SaFe & SouND


Acotaciones:

... Cambio de escena.

(Y ya saben todas a quién pertenecen todos los personajes! XD)


CAPÍTULO 8

Vida nueva

- Quédate. –le ofreció Sesshoumaru con su tono cargado de autoridad. Lin se estremeció por dentro.

Fue tan simple que le abrió las puertas a más caminos de los que podría descifrar en años, muchos eran buenos y otros demasiado oscuros. La duda en el rostro de Lin fue tan obvia que él lo encontró gracioso y estuvo agradecido porque no saliera corriendo asustada como lo hubiera hecho una semana atrás.

- Puedes evitar que tenga que pisar la cocina de nuevo, eso es el mayor beneficio que yo obtendría. –le aseguró con un toque de humor. – Pero además de eso tendrías que hacer algo, no sólo estar aquí. Kagome está dispuesta a tenerte con ella por las tardes ¿sabes en qué trabaja?

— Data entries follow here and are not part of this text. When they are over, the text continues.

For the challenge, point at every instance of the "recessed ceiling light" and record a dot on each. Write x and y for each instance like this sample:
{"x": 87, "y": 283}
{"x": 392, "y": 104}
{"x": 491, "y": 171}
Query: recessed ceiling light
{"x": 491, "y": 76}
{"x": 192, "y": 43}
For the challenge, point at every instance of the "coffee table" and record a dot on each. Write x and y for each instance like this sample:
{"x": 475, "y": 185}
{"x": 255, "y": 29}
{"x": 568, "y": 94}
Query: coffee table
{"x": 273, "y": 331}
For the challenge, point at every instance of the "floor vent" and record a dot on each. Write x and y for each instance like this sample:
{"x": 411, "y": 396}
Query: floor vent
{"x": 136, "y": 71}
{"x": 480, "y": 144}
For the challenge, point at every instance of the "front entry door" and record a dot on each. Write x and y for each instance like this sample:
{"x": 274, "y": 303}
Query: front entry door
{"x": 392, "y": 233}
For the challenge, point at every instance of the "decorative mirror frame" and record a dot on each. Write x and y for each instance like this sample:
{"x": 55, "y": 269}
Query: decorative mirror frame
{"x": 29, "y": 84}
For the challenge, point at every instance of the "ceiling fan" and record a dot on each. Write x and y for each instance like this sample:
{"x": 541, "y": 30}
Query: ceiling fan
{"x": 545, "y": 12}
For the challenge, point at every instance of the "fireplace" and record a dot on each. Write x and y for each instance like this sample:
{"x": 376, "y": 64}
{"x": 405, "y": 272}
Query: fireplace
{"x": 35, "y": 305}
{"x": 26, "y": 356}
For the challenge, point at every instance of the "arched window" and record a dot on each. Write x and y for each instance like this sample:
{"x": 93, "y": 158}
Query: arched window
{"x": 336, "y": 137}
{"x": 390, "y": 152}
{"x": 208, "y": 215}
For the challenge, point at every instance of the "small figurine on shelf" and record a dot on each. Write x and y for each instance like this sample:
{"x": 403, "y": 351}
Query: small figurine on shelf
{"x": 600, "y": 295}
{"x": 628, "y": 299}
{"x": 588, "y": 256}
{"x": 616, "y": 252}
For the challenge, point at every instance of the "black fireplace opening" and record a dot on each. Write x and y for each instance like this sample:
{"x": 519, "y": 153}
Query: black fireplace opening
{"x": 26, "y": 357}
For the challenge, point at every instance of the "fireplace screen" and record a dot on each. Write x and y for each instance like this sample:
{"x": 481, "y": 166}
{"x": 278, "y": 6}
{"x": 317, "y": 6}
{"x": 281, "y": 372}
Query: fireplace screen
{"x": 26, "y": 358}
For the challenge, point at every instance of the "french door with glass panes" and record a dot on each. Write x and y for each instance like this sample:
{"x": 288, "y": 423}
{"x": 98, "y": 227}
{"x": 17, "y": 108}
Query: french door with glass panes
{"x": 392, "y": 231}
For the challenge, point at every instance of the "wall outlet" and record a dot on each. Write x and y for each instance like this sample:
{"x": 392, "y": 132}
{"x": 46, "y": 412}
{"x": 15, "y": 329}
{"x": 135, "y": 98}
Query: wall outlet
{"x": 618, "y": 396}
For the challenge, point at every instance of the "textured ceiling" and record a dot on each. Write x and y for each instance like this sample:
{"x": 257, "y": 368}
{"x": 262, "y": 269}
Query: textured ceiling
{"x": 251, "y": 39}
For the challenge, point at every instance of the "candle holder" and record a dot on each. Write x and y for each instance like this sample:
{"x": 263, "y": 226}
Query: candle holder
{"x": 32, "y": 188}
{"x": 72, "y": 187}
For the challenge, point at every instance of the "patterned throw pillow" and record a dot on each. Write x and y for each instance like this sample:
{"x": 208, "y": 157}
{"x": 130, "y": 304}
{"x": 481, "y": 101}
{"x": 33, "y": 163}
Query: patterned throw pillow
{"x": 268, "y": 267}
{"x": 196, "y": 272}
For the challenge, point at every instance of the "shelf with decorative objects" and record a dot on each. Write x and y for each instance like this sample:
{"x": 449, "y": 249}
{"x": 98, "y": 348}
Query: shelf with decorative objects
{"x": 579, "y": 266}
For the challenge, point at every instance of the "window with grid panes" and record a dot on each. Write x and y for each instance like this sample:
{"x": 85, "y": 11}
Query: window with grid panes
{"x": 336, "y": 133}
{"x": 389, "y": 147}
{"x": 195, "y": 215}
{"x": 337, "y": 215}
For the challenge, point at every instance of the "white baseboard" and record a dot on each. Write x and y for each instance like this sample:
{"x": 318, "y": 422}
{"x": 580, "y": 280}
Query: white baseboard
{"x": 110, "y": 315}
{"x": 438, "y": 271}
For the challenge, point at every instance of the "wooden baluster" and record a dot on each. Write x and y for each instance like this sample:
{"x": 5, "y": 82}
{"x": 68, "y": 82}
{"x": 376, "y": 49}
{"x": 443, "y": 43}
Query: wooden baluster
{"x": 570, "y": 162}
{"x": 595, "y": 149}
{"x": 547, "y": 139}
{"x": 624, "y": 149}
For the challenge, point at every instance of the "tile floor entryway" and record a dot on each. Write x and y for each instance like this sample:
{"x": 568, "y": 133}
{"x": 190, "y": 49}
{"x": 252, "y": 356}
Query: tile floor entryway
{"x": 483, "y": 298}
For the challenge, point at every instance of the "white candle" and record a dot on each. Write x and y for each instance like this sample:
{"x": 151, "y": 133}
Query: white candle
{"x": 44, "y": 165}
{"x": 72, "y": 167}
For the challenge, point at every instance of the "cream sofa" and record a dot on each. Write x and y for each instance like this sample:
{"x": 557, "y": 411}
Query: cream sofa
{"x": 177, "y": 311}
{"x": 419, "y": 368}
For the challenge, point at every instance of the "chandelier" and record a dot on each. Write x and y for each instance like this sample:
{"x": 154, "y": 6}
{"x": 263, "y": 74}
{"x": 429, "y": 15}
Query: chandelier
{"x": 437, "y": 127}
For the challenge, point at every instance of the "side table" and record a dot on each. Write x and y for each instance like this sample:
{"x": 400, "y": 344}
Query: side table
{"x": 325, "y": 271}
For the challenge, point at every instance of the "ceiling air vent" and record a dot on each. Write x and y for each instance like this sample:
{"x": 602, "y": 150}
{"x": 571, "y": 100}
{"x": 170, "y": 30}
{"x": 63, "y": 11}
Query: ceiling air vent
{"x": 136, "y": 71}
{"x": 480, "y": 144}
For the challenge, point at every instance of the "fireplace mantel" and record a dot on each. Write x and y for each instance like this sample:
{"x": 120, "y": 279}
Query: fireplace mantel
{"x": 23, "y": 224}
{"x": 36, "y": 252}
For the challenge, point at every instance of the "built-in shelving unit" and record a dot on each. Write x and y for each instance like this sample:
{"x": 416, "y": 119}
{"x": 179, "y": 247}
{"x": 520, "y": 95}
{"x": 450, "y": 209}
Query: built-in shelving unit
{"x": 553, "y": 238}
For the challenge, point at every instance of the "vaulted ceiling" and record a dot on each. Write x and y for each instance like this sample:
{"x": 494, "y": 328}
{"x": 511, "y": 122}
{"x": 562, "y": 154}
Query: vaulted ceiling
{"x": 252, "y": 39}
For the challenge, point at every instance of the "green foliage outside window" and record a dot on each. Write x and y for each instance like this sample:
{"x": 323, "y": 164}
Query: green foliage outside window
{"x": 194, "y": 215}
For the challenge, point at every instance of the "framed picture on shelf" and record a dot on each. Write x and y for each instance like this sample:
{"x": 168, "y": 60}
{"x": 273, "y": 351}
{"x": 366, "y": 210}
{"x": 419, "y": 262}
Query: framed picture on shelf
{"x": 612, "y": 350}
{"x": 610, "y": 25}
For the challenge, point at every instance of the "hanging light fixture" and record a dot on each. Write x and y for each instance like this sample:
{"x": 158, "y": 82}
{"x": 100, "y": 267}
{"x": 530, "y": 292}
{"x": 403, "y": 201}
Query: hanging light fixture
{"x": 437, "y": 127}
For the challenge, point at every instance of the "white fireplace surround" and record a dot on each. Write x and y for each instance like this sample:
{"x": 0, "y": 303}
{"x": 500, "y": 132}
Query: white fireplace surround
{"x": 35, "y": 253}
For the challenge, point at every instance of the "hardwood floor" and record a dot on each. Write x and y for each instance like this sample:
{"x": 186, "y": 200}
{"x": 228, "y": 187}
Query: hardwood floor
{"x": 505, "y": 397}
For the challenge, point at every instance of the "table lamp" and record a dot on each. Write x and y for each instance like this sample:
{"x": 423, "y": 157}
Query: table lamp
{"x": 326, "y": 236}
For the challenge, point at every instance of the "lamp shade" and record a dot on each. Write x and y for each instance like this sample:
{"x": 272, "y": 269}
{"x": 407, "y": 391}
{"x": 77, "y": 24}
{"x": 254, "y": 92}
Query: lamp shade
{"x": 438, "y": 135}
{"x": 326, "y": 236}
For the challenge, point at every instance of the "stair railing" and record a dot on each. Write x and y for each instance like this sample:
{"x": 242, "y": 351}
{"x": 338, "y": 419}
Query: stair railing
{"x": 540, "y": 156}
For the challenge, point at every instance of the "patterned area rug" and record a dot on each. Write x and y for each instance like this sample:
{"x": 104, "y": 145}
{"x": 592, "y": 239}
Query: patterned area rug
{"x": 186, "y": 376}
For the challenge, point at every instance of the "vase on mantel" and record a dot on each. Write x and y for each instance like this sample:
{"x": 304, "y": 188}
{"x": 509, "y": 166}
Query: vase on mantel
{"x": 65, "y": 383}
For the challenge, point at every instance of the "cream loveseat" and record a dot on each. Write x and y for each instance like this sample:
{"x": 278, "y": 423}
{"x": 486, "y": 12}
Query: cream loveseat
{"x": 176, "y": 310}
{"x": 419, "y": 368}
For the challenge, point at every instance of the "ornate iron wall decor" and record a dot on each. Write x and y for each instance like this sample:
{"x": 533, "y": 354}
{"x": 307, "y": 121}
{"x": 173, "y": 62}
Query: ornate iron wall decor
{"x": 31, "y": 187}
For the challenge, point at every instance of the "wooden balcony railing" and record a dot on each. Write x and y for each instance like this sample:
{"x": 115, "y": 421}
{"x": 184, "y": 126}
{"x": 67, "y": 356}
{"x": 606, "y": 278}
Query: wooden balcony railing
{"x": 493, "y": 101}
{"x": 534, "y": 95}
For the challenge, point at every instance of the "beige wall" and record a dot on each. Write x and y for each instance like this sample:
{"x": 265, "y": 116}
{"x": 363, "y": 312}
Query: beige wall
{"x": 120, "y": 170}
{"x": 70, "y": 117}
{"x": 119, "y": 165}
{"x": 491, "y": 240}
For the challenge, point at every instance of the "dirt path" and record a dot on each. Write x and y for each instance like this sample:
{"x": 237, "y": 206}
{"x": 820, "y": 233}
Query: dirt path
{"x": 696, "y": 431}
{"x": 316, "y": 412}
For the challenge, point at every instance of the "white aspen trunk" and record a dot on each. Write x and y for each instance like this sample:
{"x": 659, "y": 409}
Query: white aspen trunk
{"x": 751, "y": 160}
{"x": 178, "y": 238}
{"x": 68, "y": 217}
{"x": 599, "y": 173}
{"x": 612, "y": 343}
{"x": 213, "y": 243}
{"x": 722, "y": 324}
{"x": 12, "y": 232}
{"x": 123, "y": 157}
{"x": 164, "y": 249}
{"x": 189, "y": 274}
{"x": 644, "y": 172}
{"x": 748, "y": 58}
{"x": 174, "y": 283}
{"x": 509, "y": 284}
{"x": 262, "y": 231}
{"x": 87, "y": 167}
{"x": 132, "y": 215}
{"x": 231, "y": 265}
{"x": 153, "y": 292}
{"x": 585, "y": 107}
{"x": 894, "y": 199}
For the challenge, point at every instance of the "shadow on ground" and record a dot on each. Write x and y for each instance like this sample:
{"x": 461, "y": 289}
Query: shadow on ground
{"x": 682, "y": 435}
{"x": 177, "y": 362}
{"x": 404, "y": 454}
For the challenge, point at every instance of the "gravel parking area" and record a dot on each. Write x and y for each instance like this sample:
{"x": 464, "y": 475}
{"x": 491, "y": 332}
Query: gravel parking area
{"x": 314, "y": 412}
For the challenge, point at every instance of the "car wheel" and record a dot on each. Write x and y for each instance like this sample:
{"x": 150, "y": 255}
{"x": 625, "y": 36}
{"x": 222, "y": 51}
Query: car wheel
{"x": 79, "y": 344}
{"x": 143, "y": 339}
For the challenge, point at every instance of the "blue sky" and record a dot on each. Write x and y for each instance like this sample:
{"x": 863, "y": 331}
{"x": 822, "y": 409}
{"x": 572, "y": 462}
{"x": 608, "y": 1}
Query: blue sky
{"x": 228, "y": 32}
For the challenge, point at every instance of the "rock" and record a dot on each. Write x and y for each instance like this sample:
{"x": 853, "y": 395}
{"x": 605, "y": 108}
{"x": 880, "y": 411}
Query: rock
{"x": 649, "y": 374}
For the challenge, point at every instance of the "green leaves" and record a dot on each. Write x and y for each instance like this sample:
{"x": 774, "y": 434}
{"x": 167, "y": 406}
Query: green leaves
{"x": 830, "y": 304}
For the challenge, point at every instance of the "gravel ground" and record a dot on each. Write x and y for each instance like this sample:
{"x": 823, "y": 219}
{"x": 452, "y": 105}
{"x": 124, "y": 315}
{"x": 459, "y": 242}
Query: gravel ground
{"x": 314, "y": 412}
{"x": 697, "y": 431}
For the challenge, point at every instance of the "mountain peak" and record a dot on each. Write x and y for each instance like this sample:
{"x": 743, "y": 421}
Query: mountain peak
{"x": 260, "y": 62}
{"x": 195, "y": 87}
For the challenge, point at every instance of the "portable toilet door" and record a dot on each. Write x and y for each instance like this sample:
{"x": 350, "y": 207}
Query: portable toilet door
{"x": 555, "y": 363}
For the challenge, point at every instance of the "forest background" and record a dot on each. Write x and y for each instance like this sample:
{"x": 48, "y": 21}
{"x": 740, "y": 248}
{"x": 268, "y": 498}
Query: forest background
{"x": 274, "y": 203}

"Niños con características especiales" –escribió sin dudarlo y él asintió.

- Niños como tú. Ella necesita alguien que la ayude y si lo haces te pagará como a cualquier empleado y te dará tareas como a sus alumnos. Que hagas eso es una condición absoluta para el trato.

Hubo una pausa algo larga mientras Sesshoumaru le dio tiempo para que le diera vueltas a la idea. Cuando Izayoi sugirió eso le dijo que Kagome estaba de acuerdo pero él se aseguraría de que el dinero que le pagara a Lin proviniera de él mismo y no de ella que ya tenía suficientes cuentas que pagar en su escuela. Pero el dinero no era problema.

"Policía? Trabajadoras sociales?" –redactó al fin Lin cuando empezó a entender lo que él en verdad le estaba ofreciendo. Un hogar, trabajo, educación, seguridad…

- Sus clases son privadas, nadie va a supervisar jamás y en todo caso puede decir que eres familia suya. Esa es la historia que vamos a manejar con la administración de este edificio también si decides quedarte.

"Por qué?"

Claro que ella entendía las razones que le dio desde el principio pero aún así en el fondo era consciente de que había algo más. Nadie recoge una niña de la calle sólo por saber qué lee o darle gusto a su madre.

- ¿Crees en el destino? –preguntó él a cambio y ella negó con la cabeza, para ese momento ya había aprendido a no creer en nada. – Entonces no lo entenderías.

Dando por terminada la conversación Sesshoumaru empezó a desayunar como si ella no estuviera ahí. Lin lo observó un segundo antes de hacer lo mismo, todavía estaba nerviosa pero de alguna forma el nudo en su estómago se había suavizado.

Tenía ante sí la oportunidad de transformar su vida de una manera mucho más fácil de lo que imaginó. Sesshoumaru le estaba ofreciendo en bandeja de plata todas esas cosas que la mayoría daban por sentadas pero que a ella le iban a costar mucho esfuerzo, eso sin contar el tiempo que le quedaba antes de ser mayor de edad y estar a salvo del sistema… aunque sólo eran ya no era tanto.

Desde que tenía doce años decidió vivir en las calles y cuando los primeros días pasaron dolorosos y lentos prefirió dejar de contarlos, pensar en contar casi seis años enteros día por día hasta su cumpleaños dieciocho la volvía loca de angustia así que se esforzó por perder la noción del tiempo hasta que lo logró. Pero en la última semana en la que estuvo expuesta constantemente a los noticieros que Sesshoumaru miraba fue inevitable ver la fecha en la que se encontraban, casi cumplía diecisiete años.

¿Podría aceptar?

Quería hacerlo, deseaba como nada salir del mundo en el que vivió tanto tiempo… pero aún tenía miedo. Una parte de su cabeza le decía que estaba segura al lado de él y que jamás intentaría tocarla pero ese temor continuaba muy arraigado en su mente, tanto como las imágenes de otro hombre que le puso las manos encima y la obligó a hacer cosas horribles.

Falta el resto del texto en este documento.